1. pyspark.sql.functions.url_decode - This is new as of 3.5.0, but isn't supported using whatever version running a DLT pipeline provides. I haven't been able to figure out what version of PySpark this is actually running. It says 12.2, but I suspect that might actually be the version of something else:
dlt:12.2-delta-pipelines-dlt-release-2024.04-rc0-commit-24b74
2. Attempt to use a simple UDF that wraps urllib.parse.unquote_plus, however this appears to be unsupported with Unit Catalog. Given the documentation states that this should be supported in versions greater than 13.1, again guessing the version is why I get this error:
pyspark.errors.exceptions.AnalysisException: [UC_COMMAND_NOT_SUPPORTED] UDF/UDAF functions are not supported in Unity Catalog
3. Have also tried to use cluster policies to attempt to set the version, however regardless of what version this attempts to force, cluster gets the same version as above. Have tried using regex, explicit version, and auto:latest with no luck.

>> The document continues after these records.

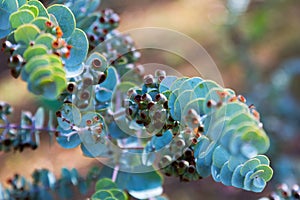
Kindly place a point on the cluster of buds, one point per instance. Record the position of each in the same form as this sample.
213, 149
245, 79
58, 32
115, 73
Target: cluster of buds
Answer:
149, 108
11, 138
183, 167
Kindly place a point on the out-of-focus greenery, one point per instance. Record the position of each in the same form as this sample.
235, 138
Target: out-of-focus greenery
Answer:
256, 50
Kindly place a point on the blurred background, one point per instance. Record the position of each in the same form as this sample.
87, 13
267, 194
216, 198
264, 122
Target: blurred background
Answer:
256, 46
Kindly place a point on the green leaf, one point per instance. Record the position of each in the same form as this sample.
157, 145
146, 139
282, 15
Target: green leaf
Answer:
6, 8
220, 156
65, 19
40, 22
250, 165
42, 10
21, 17
79, 50
105, 184
4, 33
33, 9
21, 2
26, 33
263, 171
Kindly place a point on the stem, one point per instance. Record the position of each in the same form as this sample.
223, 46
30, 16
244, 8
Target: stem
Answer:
18, 127
115, 173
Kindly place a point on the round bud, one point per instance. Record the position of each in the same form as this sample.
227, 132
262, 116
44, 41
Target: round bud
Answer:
191, 169
101, 77
84, 95
160, 73
160, 98
96, 63
166, 159
87, 80
71, 87
146, 97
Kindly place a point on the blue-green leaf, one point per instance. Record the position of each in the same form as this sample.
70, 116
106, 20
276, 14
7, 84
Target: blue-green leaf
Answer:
79, 50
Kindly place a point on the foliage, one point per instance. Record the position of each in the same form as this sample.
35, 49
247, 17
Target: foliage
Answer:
283, 192
197, 127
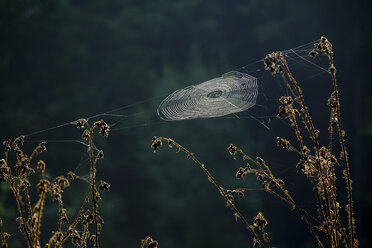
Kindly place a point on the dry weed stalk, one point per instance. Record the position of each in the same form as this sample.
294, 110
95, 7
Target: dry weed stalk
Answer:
157, 142
318, 163
30, 216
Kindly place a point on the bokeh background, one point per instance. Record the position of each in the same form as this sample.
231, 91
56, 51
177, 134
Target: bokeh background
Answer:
62, 60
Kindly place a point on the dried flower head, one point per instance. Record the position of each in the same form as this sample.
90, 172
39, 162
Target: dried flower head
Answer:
232, 149
104, 186
41, 166
156, 143
260, 221
81, 123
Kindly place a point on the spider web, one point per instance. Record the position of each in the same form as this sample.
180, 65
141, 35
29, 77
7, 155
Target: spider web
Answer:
248, 92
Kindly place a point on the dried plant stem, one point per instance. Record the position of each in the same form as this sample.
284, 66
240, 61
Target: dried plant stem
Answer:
93, 185
269, 174
38, 219
2, 235
316, 146
20, 207
76, 220
345, 157
214, 181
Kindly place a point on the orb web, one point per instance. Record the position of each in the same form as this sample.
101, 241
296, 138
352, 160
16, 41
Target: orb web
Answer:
231, 93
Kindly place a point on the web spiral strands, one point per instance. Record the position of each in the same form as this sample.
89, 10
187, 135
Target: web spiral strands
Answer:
231, 93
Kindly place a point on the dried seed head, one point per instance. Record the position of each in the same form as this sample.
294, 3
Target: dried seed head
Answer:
100, 155
232, 149
71, 176
19, 141
103, 127
7, 143
63, 216
260, 221
41, 166
85, 135
24, 184
103, 186
81, 123
156, 143
39, 149
242, 172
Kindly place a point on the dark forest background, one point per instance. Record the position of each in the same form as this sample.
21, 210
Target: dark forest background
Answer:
63, 60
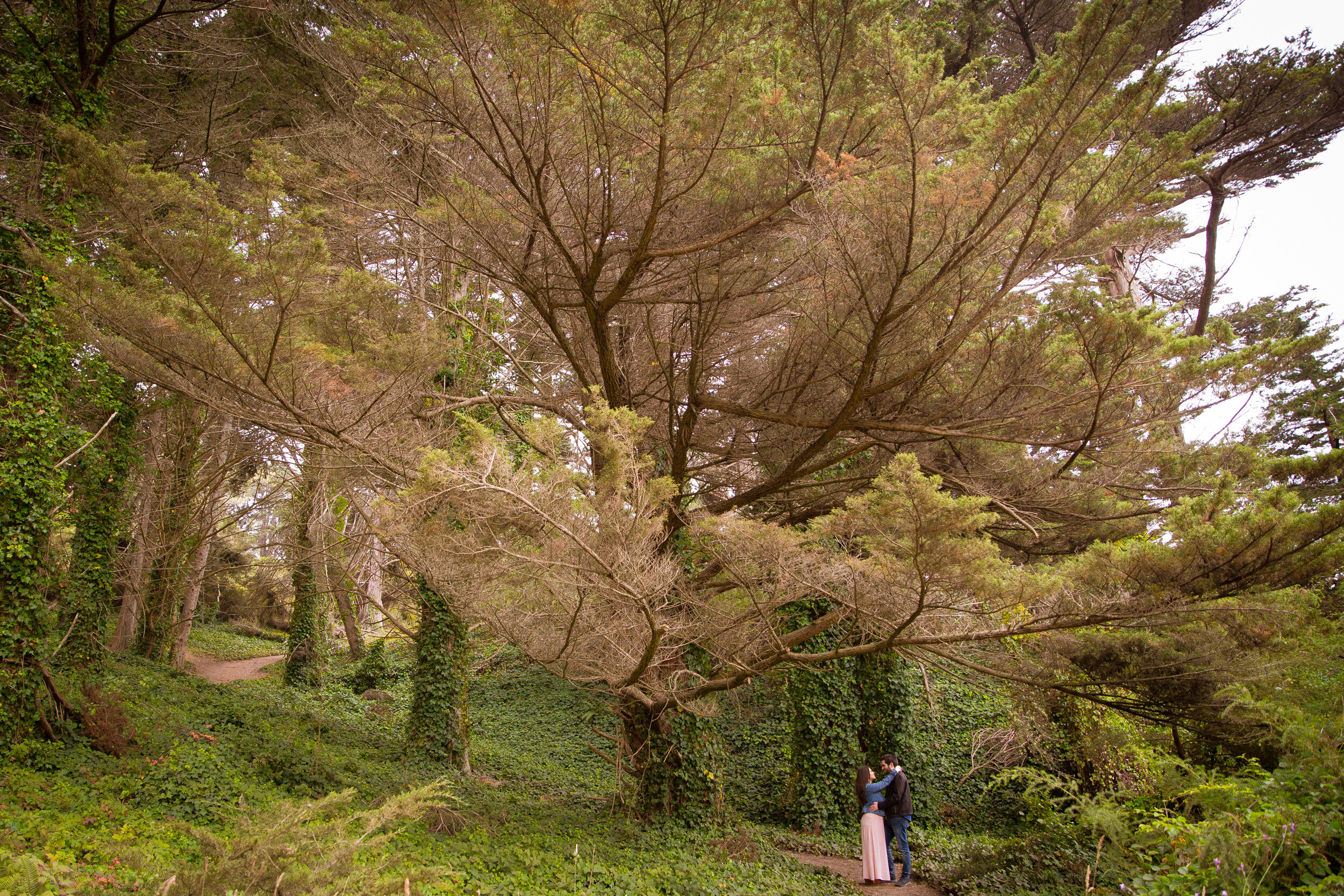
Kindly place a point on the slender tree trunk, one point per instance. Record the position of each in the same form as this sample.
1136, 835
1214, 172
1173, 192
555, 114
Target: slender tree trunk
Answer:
1206, 296
214, 475
195, 575
354, 637
103, 475
307, 628
141, 551
374, 589
166, 574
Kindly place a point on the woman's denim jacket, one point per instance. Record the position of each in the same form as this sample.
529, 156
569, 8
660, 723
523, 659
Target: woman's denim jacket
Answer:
873, 794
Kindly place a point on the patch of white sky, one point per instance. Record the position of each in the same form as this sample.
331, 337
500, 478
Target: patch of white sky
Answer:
1280, 237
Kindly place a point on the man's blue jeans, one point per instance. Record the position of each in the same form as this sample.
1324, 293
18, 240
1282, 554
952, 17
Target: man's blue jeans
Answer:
897, 827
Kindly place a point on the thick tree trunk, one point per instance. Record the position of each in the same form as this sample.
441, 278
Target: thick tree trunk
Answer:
1206, 295
674, 761
374, 587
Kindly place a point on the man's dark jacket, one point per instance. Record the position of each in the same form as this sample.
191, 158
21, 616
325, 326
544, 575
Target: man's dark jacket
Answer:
898, 801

This leads to two questions:
1. What version of PySpark is DLT running and how can users consistently find this to know what is available for use?
2. How do users force versions if cluster policies don't work?
3. Any other recommendations for doing a URL decode via DLT, since this is where the rest of our ETL pipeline is running, would prefer to not fragment out tables into separate workflows to manage.